Speaker: Daniele Bottazzi
(Heidelberg University)
10 Febbraio 2026 | 14:15
DEIB, Sala Seminari "A. Alario" (Ed. 21)
Per maggiori informazioni: Silvia Cascianelli | silvia.cascianelli@polimi.it
Sommario
Tuesday, February 10th, 2026 at 2:15 pm a new appointment of Data Science Seminars: Bioinformatics focus will take place in DEIB "Alessandra Alario" Seminar Room (Building 21) organized by the Data Science for Bioinformatics group.The seminar will be held by Daniele Bottazzi, master student in Computer Science at Saezlab of the Heidelberg University, on the following subject: ""Knowledge-Based Machine Learning via Semi-Amortized Neural Network and Differentiable Convex Optimization Layers".
Integrating domain knowledge into machine learning models remains challenging, particularly in biological applications where physical constraints, conservation laws, and specific mechanistic relationships are known but difficult to incorporate into powerful and expressive neural network architectures.
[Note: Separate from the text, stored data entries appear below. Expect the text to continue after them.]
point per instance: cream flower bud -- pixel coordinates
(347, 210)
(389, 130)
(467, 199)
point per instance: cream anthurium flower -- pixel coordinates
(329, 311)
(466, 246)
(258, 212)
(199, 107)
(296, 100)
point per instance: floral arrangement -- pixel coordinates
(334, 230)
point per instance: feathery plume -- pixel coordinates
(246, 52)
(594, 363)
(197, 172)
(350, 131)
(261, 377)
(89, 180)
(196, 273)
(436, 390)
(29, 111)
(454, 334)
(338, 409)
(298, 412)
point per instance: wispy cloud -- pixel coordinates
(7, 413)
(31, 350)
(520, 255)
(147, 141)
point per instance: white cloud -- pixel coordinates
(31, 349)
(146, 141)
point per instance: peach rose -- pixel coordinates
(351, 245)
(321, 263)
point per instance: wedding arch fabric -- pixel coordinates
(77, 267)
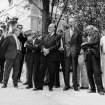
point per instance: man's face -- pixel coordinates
(72, 23)
(51, 28)
(17, 32)
(20, 28)
(0, 33)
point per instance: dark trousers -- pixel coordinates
(73, 62)
(42, 71)
(21, 65)
(94, 72)
(62, 63)
(2, 61)
(9, 64)
(33, 64)
(52, 66)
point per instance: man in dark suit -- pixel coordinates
(92, 59)
(32, 60)
(50, 57)
(22, 39)
(2, 60)
(11, 50)
(72, 46)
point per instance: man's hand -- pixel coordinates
(45, 51)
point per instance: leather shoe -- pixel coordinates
(92, 91)
(37, 89)
(29, 86)
(76, 88)
(50, 89)
(26, 83)
(66, 88)
(57, 86)
(101, 92)
(16, 86)
(4, 86)
(84, 87)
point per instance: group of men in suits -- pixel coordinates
(46, 54)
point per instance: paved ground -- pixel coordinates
(22, 96)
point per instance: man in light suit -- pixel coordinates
(2, 60)
(72, 46)
(10, 49)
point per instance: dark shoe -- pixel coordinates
(92, 91)
(50, 89)
(57, 86)
(84, 87)
(26, 83)
(66, 88)
(20, 81)
(37, 89)
(4, 86)
(29, 86)
(15, 86)
(76, 88)
(101, 92)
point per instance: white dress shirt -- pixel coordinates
(102, 44)
(18, 44)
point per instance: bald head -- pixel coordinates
(51, 28)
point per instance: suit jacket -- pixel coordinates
(22, 40)
(72, 45)
(93, 45)
(52, 43)
(9, 48)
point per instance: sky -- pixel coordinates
(3, 4)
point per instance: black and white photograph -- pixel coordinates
(52, 52)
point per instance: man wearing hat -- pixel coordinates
(72, 45)
(10, 49)
(92, 59)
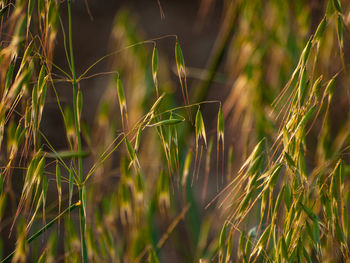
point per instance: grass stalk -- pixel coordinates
(44, 228)
(76, 120)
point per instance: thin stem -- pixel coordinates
(44, 228)
(77, 130)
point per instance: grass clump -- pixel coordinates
(132, 187)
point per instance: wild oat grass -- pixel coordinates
(142, 182)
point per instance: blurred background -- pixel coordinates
(239, 55)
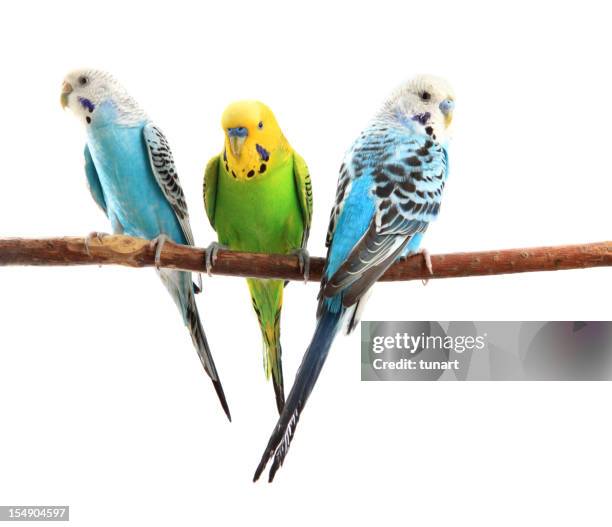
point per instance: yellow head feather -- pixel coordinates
(254, 143)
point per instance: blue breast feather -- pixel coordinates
(135, 202)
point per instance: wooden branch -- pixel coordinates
(136, 252)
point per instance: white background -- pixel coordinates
(103, 403)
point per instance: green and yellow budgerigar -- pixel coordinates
(258, 197)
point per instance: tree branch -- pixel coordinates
(136, 252)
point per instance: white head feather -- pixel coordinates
(98, 87)
(420, 96)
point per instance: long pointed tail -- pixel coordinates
(181, 288)
(267, 298)
(307, 375)
(199, 340)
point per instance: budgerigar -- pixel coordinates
(389, 190)
(258, 197)
(132, 177)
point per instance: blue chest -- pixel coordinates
(135, 202)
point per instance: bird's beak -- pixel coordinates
(66, 90)
(236, 144)
(446, 107)
(237, 136)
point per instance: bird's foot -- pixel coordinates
(211, 256)
(303, 262)
(94, 234)
(427, 259)
(158, 244)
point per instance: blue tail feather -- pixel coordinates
(327, 326)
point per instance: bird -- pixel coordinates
(132, 177)
(389, 190)
(258, 198)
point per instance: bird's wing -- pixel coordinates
(211, 176)
(389, 189)
(164, 170)
(407, 174)
(303, 187)
(93, 181)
We propose a general purpose end-to-end differentiable framework that couples neural amortization with a structured convex optimization layer formulated as a single quadratic program (QP). The amortizer network generates condition-specific outputs from input features, which are then refined by the QP through a proximal-style optimization, that incorporate knowledge-derived constraints while minimizing deviation from the network's raw predictions. With mild strong convexity, the resulting solution map is unique and locally Lipschitz, ensuring stable gradients and exact feasibility.
We validate the proposed framework with (i) a proof-of-concept on a classical max-flow problem, illustrating how the convex layer enforces feasibility while the amortizer learns to produce accurate solutions, and (ii) a biological application: cell growth prediction from media composition via flux balance analysis (FBA) stoichiometric and reaction-bound constraints. Experiments show near-zero constraint violations, competitive predictive accuracy, and improved interpretability compared with purely data-driven baselines, while scaling efficiently with GPU-batched training.